El compliance comparte esta ambivalencia entre libertad individual y ordenación colectiva. Por una parte se funda en una noción enriquecida del ser humano, como sujeto libre para actuar (no autodeterminado), la persona jurídica no será responsable si la persona natural actúa en beneficio propio o de terceros y no de la corporación (art. 3 in fine de la Ley N° 30424). Asimismo, el ente colectivo no responde si la persona natural elude de modo fraudulento el modelo de prevención debidamente implementado (art. 17.4), como sucedió en el conocido caso Morgan Stanley[7]. Beneficio propio o defraudación del compliance, dos casos donde el individuo infringe la ley, de modo voluntario y con secuelas solo para él, no para el ente colectivo.

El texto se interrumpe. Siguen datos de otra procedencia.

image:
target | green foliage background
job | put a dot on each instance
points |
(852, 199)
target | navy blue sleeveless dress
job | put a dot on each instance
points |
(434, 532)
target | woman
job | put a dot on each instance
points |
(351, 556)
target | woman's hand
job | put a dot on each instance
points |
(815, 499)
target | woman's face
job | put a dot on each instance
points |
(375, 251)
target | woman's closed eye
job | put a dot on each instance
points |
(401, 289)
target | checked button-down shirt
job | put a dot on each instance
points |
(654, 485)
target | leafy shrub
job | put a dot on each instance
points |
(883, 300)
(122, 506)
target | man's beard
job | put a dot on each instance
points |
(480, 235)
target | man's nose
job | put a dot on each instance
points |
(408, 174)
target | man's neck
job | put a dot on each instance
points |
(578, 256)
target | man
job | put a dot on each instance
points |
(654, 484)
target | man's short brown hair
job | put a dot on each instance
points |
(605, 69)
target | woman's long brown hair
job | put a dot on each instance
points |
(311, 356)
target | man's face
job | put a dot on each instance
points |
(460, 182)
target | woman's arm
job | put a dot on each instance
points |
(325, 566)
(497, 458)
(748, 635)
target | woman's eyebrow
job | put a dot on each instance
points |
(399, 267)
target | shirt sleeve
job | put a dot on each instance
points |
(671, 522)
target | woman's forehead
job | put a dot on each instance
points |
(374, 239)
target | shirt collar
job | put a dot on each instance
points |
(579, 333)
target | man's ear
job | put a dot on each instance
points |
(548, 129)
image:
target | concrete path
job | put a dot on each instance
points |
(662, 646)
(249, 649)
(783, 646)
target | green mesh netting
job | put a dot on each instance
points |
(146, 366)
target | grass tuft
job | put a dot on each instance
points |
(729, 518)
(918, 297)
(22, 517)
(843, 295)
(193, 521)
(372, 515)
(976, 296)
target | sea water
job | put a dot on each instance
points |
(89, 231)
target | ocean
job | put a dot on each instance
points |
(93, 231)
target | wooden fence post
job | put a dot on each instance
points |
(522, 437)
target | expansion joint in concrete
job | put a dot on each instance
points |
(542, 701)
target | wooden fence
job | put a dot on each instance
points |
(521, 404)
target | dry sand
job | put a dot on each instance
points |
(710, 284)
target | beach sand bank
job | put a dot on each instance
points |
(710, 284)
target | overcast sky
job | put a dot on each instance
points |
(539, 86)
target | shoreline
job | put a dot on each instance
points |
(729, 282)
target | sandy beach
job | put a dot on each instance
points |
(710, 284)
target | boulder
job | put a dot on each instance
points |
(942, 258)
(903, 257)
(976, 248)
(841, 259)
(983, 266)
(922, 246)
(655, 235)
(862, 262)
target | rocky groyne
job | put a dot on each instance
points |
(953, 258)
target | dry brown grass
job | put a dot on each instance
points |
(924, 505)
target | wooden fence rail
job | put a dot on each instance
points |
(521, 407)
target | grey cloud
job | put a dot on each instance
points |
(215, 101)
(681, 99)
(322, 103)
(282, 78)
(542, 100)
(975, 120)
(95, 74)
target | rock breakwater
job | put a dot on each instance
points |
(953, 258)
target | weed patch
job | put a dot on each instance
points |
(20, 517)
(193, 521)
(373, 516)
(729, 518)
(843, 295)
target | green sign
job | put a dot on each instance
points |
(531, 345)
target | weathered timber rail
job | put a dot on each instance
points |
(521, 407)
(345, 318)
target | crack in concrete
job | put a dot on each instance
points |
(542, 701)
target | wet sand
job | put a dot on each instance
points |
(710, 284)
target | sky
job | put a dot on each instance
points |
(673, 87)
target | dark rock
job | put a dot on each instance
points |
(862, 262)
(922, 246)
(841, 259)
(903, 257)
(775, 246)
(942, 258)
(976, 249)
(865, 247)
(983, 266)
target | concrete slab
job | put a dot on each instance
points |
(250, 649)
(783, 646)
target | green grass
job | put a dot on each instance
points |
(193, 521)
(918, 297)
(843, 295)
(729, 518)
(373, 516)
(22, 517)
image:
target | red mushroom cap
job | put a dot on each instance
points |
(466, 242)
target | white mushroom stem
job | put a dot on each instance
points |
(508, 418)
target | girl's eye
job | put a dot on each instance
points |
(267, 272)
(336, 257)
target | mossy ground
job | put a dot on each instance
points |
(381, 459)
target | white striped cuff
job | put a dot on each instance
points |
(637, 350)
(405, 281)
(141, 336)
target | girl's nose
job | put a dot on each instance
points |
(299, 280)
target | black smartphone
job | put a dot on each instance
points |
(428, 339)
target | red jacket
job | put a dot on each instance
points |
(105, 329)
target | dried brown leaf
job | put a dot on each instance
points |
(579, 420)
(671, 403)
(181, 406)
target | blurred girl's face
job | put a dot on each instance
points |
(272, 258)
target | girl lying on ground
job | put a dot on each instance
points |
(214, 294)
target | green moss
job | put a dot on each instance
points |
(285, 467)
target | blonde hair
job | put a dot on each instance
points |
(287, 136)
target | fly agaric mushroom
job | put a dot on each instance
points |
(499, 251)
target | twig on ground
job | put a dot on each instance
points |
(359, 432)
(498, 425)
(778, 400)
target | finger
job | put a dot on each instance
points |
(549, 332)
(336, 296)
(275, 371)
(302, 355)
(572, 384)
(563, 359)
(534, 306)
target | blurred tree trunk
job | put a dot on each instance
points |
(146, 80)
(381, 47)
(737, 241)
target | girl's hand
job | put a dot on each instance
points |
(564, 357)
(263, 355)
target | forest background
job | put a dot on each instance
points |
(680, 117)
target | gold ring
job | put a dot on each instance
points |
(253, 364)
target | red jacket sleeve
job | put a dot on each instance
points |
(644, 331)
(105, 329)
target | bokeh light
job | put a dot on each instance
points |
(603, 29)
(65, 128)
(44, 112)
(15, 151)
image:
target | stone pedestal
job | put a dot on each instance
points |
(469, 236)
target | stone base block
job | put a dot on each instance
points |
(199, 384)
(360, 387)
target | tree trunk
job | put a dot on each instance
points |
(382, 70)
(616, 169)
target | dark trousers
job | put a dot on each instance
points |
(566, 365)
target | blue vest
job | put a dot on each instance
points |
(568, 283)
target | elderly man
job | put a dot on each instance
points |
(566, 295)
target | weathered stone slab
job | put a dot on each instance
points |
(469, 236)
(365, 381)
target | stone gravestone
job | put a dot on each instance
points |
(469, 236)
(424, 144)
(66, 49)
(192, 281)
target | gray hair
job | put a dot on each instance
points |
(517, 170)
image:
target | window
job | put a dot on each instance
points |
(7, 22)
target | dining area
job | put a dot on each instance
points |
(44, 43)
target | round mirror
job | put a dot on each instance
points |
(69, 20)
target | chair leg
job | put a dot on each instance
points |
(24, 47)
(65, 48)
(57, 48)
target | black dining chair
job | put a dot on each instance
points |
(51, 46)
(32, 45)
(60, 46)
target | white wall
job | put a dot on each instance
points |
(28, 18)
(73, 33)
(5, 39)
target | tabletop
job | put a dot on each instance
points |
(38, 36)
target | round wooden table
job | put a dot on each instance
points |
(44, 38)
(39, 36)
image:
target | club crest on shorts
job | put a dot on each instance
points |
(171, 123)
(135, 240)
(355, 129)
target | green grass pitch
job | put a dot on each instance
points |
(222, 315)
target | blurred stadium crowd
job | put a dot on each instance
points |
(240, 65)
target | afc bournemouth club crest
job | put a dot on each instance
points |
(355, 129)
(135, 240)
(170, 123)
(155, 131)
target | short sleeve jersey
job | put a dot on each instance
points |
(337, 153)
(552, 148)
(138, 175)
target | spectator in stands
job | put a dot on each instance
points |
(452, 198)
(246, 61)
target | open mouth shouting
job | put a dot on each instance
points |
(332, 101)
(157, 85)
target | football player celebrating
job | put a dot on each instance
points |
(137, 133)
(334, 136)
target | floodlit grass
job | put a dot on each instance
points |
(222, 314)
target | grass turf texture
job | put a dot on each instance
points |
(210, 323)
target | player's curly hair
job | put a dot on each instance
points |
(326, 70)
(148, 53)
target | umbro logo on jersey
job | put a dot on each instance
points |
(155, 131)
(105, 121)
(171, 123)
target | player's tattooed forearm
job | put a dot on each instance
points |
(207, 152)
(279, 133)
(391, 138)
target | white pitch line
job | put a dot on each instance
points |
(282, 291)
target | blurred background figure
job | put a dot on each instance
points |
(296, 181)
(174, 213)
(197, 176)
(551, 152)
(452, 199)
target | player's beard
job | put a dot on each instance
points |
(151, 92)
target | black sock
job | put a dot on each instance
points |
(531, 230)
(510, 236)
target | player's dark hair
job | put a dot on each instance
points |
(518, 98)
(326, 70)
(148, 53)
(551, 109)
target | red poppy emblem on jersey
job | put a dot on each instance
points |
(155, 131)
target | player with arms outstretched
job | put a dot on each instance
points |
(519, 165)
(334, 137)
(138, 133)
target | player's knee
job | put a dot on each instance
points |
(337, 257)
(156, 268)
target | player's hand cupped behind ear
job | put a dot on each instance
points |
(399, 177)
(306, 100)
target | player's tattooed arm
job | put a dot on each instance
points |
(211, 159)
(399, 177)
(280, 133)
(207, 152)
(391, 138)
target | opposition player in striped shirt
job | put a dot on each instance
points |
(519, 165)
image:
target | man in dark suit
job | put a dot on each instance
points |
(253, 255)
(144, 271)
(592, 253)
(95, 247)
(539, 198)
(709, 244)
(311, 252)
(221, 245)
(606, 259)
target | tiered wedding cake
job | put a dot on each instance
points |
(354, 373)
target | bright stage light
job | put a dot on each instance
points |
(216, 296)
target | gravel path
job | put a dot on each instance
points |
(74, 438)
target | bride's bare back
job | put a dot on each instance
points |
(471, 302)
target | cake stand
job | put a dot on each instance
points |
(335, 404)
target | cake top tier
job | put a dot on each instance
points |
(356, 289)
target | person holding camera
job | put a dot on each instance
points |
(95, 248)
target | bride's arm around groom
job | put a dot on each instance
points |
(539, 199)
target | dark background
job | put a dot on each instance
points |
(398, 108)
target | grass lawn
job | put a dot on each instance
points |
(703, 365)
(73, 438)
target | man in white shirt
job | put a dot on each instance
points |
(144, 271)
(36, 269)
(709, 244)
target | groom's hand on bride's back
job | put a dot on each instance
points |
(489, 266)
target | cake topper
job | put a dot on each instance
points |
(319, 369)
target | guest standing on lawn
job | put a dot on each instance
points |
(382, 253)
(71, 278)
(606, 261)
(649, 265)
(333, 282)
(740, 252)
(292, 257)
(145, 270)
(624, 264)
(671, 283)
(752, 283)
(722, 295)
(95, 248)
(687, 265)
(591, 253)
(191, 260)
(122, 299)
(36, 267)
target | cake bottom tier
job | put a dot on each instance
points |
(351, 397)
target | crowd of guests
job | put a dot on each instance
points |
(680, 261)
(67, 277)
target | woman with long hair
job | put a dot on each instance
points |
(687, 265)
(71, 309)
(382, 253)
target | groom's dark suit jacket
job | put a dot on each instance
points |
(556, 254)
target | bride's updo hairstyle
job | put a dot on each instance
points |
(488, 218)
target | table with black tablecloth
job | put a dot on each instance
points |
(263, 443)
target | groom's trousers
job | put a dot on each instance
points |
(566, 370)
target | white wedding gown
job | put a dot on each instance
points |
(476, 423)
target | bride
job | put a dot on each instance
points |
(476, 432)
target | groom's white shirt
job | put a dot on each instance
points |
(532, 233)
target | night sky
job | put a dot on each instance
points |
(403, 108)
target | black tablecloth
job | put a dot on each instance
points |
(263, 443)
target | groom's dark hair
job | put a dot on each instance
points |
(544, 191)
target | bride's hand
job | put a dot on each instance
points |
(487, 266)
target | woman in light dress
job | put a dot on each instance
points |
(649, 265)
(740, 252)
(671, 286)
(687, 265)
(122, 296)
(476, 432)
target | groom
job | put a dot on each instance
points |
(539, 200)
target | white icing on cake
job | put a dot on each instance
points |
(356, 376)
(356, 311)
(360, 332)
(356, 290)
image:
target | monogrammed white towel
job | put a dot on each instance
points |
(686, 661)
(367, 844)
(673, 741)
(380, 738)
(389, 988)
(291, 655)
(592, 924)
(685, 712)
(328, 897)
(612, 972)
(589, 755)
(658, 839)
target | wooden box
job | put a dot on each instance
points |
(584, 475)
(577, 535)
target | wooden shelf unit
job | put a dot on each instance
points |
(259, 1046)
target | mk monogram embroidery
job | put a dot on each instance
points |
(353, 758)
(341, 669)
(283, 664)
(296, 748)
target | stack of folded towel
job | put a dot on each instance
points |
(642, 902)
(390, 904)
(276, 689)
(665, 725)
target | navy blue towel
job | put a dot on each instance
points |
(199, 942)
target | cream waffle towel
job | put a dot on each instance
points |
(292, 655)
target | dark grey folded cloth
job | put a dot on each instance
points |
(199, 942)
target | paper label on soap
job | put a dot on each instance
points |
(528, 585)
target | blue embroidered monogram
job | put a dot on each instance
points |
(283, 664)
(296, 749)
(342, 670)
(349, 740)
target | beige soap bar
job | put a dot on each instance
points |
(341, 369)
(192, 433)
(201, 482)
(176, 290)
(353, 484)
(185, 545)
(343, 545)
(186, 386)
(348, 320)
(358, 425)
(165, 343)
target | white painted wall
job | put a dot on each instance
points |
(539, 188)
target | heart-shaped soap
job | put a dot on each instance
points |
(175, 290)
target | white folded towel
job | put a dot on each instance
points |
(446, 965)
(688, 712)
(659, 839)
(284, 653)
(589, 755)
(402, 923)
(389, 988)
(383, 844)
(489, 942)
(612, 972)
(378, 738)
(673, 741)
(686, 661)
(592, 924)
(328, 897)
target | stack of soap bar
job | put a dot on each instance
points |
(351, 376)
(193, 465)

Pero el entorno, en este caso la autorregulación, el compliance, también puede moldear la conducta del individuo, como ha puesto de relieve la neurociencia. La moldea exitosamente allí donde no existen infracciones a la ley, la regula dentro del riesgo permitido cuando el compliance impide sancionar a la corporación pese a que alguien cometió un delito (art. 17.1), o incluso si el compliance es defectuoso o es posterior al delito cometido, en cuyo caso se reconoce efectos atenuantes a la corporación por ese esfuerzo regulatorio (art. 12.e-d, respectivamente).

Pero el entorno, el colectivo, no es solo la empresa, en países que enfrentan altos niveles de informalidad y corrupción privada y pública, esa realidad conspira contra la eficacia de cualquier sistema general de prevención del riesgo penal, lo que conlleva una cuestión final, ¿cuál es entonces la capacidad de rendimiento del compliance en contextos especialmente caóticos, de debilidad institucional, pública y privada? No parece que la respuesta se pueda esbozar con la ayuda del Derecho penal, el propio compliance o la neurociencia, la pregunta parece devolvernos al terreno de la criminología del control social, a la educación, al entorno familiar, algo elemental si de políticas públicas se quiere hablar, pero algo bastante nuevo si, como aquí, se considera que este es el verdadero terreno del public compliance, penetrar, con la visión del compliance en la educación y en la familia, justamente para prevenir y superar toda forma de banalización del mal.

 


[1] World Bank Group, p. 60.

[2] Manes, Facundo. “El cerebro corrupto”, en: Diario El País, 10.6.16.

https://elpais.com/elpais/2016/05/03/ciencia/1462289605_959427.html

[3]Western, educated, industrialized, rich and democratic” (occidental, educado, industrializado, rico y democrático).

[5] ZStW 28/1970, pp. 379 ss.

[6] Demetrio Crespo, Eduardo. “Compatibilismo humanista: una propuesta de conciliación entre neurociencias y Derecho penal”. En: Neurociencias y Derecho Penal. Edisofer, BdF, Madrid 2013, p. 38.

[7] Carrión Zenteno, Andy. Criminal Compliance, de la Ley de EE.UU. de Prácticas Corruptas en el Extranjero, el riesgo de las empresas de acción internacional y la trascendencia de los programas de cumplimiento. Lima, Thomson Reuters 2015, pp. 100-102.